Wow, looks like you dug really deep, thank you very much! I will open a support ticket to get an official confirmation and so it can be removed from the documentation.

Since you’re seeing something that seems to completely contradict the documentation, I actually prototyped the issue fully. (I drank too much coffee and have too much time on my hands.)

In this case of course I control the DHCP server.

When I force the client to renew (and of course it’s NAK’d, and instead gets a different address), the conntrack entry is not cleared, and its reply-dst is unchanged. Of course it can’t usefully forward traffic, however as long as it’s receiving packets from the side behind the NAT, it keeps renewing the timeout.

If I force the output interface down, the conntrack entry is purged. (Regardless of whether there is any IP change later when it’s brought up again.)

a firewall rule in forward chain droping invalid traffic can help ?

I have such a rule in place:

[itadm@gw.lodex.io] /ip/firewall/filter> export where chain =forward
# 2025-03-27 23:47:25 by RouterOS 7.18.1
# software id = M4MX-WM6K
#
# model = RB5009UPr+S+
# serial number = XXXXXXX
/ip firewall filter
add action=fasttrack-connection chain=forward comment=fasttrack connection-state=established,related hw-offload=yes
add action=drop chain=forward comment="drop invalid" connection-state=invalid
add action=accept chain=forward comment="accept established,related, untracked" connection-state=established,related,untracked
add action=accept chain=forward comment="any -> any | ICMP" protocol=icmp
add action=jump chain=forward comment="jump to 'wan-forward'" in-interface-list=wan jump-target=wan-forward
add action=jump chain=forward comment="jump to 'oob-forward'" in-interface-list=oob jump-target=oob-forward
add action=jump chain=forward comment="jump to 'mgmt-forward'" in-interface-list=mgmt jump-target=mgmt-forward
add action=jump chain=forward comment="jump to 'lan-forward'" in-interface-list=lan jump-target=lan-forward
add action=jump chain=forward comment="jump to 'wlan-forward'" in-interface-list=wlan jump-target=wlan-forward
add action=jump chain=forward comment="jump to 'util-forward'" in-interface-list=util jump-target=util-forward
add action=jump chain=forward comment="jump to 'srv-forward'" in-interface-list=srv jump-target=srv-forward
add action=jump chain=forward comment="jump to 'tr_gw-forward'" in-interface-list=tr_gw jump-target=tr_gw-forward
add action=jump chain=forward comment="jump to 'wg_ruth-forward'" in-interface=wg_ruth jump-target=wg_ruth-forward
add action=drop chain=forward comment="drop everything else" log=yes log-prefix="[FORWARD-DEFAULT-DROP]"

But just out of curiosity: How would the firewall identify the traffic to be invalid in such a case?

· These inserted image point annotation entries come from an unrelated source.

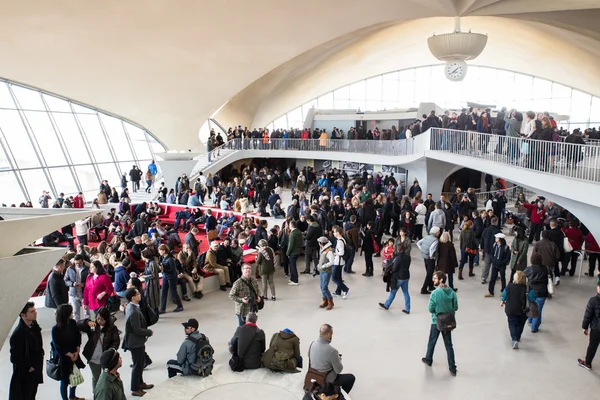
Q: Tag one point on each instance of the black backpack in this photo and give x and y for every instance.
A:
(205, 362)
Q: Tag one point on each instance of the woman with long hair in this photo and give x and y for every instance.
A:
(98, 287)
(66, 341)
(514, 301)
(102, 335)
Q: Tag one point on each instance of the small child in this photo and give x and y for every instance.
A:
(387, 253)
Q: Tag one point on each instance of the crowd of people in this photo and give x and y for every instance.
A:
(331, 217)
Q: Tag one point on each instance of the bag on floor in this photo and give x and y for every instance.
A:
(76, 378)
(204, 356)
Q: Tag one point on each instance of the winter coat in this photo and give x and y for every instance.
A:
(447, 261)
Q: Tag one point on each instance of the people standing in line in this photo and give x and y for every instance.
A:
(368, 238)
(398, 273)
(249, 342)
(500, 259)
(514, 301)
(75, 278)
(468, 250)
(57, 292)
(591, 327)
(102, 335)
(311, 251)
(170, 272)
(294, 248)
(98, 288)
(537, 276)
(136, 335)
(110, 385)
(519, 249)
(265, 263)
(325, 267)
(26, 355)
(338, 262)
(325, 358)
(488, 238)
(429, 246)
(447, 262)
(246, 294)
(442, 300)
(66, 341)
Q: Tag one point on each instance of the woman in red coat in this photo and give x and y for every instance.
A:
(573, 233)
(538, 216)
(98, 288)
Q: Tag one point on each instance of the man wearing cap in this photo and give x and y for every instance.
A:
(110, 385)
(428, 246)
(326, 259)
(136, 334)
(488, 238)
(186, 356)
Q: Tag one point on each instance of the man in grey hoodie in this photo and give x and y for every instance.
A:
(437, 218)
(325, 358)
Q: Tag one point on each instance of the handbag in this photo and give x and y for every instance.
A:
(550, 285)
(376, 248)
(113, 303)
(151, 316)
(446, 321)
(259, 304)
(567, 245)
(212, 234)
(53, 365)
(313, 376)
(236, 362)
(76, 378)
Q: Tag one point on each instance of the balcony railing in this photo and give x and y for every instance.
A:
(556, 158)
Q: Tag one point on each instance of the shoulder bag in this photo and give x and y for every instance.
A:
(236, 362)
(313, 375)
(53, 365)
(446, 321)
(260, 304)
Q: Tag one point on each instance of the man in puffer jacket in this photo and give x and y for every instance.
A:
(591, 321)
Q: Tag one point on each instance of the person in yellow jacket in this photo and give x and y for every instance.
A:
(323, 139)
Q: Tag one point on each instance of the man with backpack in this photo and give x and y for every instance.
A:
(195, 356)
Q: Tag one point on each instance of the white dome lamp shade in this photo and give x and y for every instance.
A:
(456, 48)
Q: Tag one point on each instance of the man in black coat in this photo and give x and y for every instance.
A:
(57, 292)
(26, 356)
(591, 321)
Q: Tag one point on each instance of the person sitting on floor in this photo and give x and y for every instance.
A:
(195, 356)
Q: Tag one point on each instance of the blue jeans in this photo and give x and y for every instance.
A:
(434, 333)
(402, 284)
(63, 390)
(536, 322)
(325, 277)
(349, 262)
(293, 270)
(337, 279)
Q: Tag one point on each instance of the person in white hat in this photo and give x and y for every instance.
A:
(500, 259)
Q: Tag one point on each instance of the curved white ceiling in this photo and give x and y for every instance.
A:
(169, 65)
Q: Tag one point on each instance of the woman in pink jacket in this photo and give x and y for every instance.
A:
(98, 287)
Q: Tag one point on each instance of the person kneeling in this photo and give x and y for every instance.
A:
(195, 356)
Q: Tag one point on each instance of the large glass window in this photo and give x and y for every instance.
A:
(49, 140)
(490, 86)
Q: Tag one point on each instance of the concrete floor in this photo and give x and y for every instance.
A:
(384, 348)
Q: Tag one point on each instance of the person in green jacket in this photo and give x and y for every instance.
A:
(442, 300)
(519, 249)
(293, 252)
(110, 385)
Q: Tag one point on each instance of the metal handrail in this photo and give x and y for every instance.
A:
(576, 161)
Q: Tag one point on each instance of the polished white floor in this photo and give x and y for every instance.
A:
(384, 348)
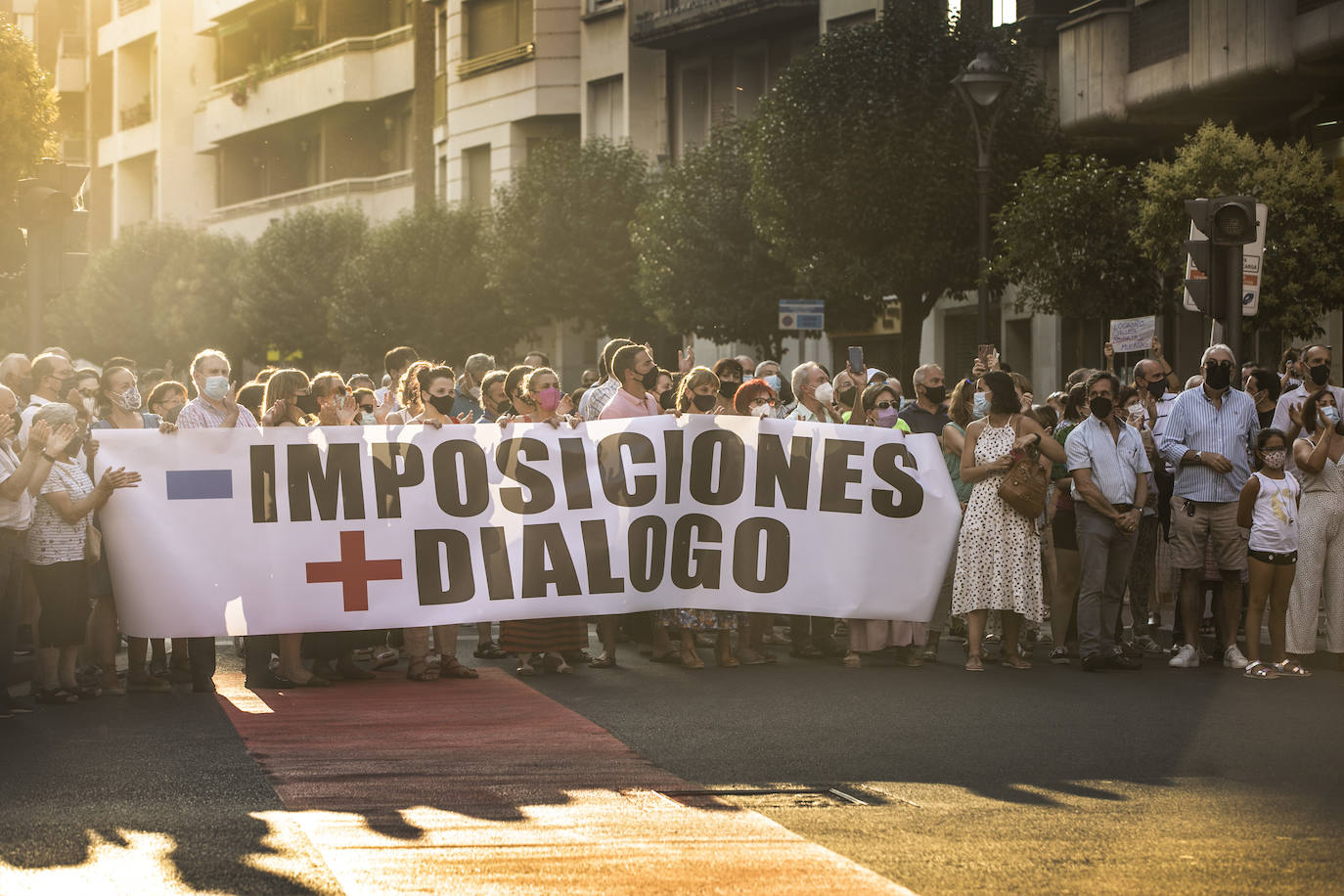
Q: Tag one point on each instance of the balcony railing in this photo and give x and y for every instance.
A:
(263, 71)
(671, 23)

It’s considered “established”.

Next up will be to disable fasttrack. Sounds good, doesn’t work.

src-nat is executed after firewall filter … so dropping invalid traffic with firewall filter rules won’t work. Raw filters only have “prerouting” and “output” chains, but something in “postrouting” would be needed.

Quick Update: Opened a support ticket and waiting for a reply.